Thousand Cankers Disease

Last Modified: March 06, 2024
Canker on a Southern California walnut seedling; canker is circular and dark amber in color with fungus spores at the outer edges of the canker wound.

Canker on a Southern California walnut seedling. Curtis Utley, CSUE,

Thousand cankers disease (TCD) ravages black walnut trees, which are recognized as some of the rarest, most valuable hardwoods in North America. The disease is caused by a harmful fungus (Geosmithia morbida) spread by walnut twig beetles (Pityophthorus juglandis).

As they gnaw into trees to feed and reproduce, small, cankerous-looking wounds develop on branches and trunks. Cankers swell as the disease progresses, disrupting plant tissue and eventually killing the inner bark of affected branches and stems. TCD was identified in 2003, and since then, has decimated millions of black walnut trees in California, Oregon, Washington, Idaho, Utah, Arizona, New Mexico, and Colorado.

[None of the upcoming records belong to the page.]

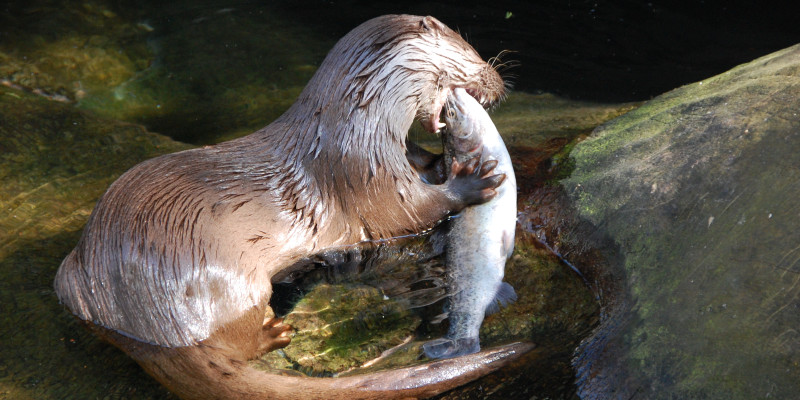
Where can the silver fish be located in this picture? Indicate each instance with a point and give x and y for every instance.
(481, 238)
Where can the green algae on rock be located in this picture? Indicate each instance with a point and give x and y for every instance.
(700, 188)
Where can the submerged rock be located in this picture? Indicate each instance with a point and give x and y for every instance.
(697, 194)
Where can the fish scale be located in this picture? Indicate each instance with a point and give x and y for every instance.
(481, 237)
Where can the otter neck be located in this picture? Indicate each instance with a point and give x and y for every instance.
(335, 164)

There are three major symptoms that indicate a black walnut tree has TCD. Here's what to look for:

  • Dead branches
    • The earliest symptom is yellowing foliage that progresses rapidly to brown wilted foliage, then finally to branch mortality.
  • Small cankers
    • The harmful fungus causes distinctive circular to oblong cankers on the outer tree bark, which eventually kill plant tissue. The surface of the bark may have no symptoms, or a dark amber stain or cracking of the bark may occur directly above a canker.
  • Bark beetles
    • Tiny entrance and exit holes may be visible on dead and dying branches. Bark beetle galleries, patterns left by the insects, are often found in multiple layers within the cankers in the vascular tissue. In the final stages of disease, even the main stem may exhibit beetle attacks and cankers.

Report Plant Pests and Diseases

Have you seen this pest or signs of pest damage? Immediately report your findings.
Find your State plant regulatory official
Find your State plant health director

Controlling Thousand Cankers Disease

APHIS' Response

There isn't a Federal regulation in place for TCD. In 2010, APHIS reviewed the geographic distribution of the known TCD-affected areas, considered its potential to spread across the nation, and assessed the effectiveness of a regulatory framework. The conclusion: Federal regulations would have a minimal long-term impact on the spread of TCD because of poor detection capability, challenges regulating the long-distance movement of products and shippers, and the broad geographic distribution of TCD in the United States.

To address some of the known TCD pathways, APHIS has implemented requirements for importing solid wood packaging and propagative material. APHIS also has other ongoing efforts to mitigate forest pest threats from the interstate movement of firewood, which is another pathway for the spread of TCD. In addition, several States have set up exterior quarantines.